BÖLÜCÜ TERÖR ÖRGÜTÜNÜN AMACI NE İDİ?
Kürtçülük, yaklaşık 150 yıllık bir proje. Özellikle Cumhûriyetin ilk onbeş yılında, dış destekli bölücü isyanların, yeni yönetimin ülkeyi modernleştirme ve müreffeh kılma çabalarına nasıl engel olduğu bilinmektedir. İkinci Dünyâ Savaşı sonrasında oluşan uluslararası dengeler sebebiyle, Batı destekli bölücü siláhlı hareketler bir süre tavsamış görünse de, 1968 yılı sonrasında başlayan sol siyâsî hareketler, bölücüler için -deyim yerinde ise- kuluçka vazifesi görmüştür. Sol terör örgütlerinin içinde kendilerini kamufle ederek, gelecekte yapacakları silâhlı eylemler için tecrübe kazanmışlar, Marksist solun millet-milliyetçilik karşıtı söylemlerinden bilistifade, kendilerine ideolojik zemin oluşturmaya çalışmışlardır.
12 Eylül darbesi sonrasında kısa bir müddet uykuya yatırıldıktan sonra, 1984 yılında Eruh ve Şemdinli baskınlarıyla yeniden hortlayan ve sonraki 40 yıl boyunca ülkemizi kan gölüne çeviren bölücü terörün amacını biliyoruz; Türk millî birliğinin bir parçası olan vatandaşlarımızın bir bölümünde ayrı bir kimlik bilinci yaratmak, Türkiye’yi meşgûl etmek, enerjisini/kaynaklarını ve zamânını “gelişmiş, müreffeh bir ülke” olma yolunda kullanmasını engellemek…

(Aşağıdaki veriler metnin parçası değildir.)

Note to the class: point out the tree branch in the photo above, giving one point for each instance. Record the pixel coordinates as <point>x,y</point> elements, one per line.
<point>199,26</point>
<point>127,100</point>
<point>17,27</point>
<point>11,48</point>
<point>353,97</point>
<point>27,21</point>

Bölücü terör örgütü, daha doğrusu, bu örgütü Türkiye’nin başına musallat edenler, yukarıda özetlenen amaçlarına büyük ölçüde ulaşmışlardır. Türkiye, bu süreçte onbinlerce insanını teröre kurban vermiş; bölücü terör nedeniyle, ülkenin kalkınması ve refahı için harcanması gereken yüzmilyarlarca dolar mertebesindeki kaynağı, güvenlik amacıyla harcamak zorunda kalmış, bölgede yapılan yatırımların mâliyeti artmış, terörün şiddetlendirdiği siyâsî-iktisâdî istikrarsızlığın da etkisiyle, dış kaynak temini güçleşmiş; bizimle aynı kulvarda yarışan Güney Kore ve Çin gibi ülkeler dünyânın en gelişmiş ekonomileri arasına girmeyi başarırken, dikkatini ve kaynaklarını büyük ölçüde terör ve istikrarsızlık gibi iç sorunlara hasretmek durumunda kalan ülkemiz bu yarışta çok gerilerde kalmıştır.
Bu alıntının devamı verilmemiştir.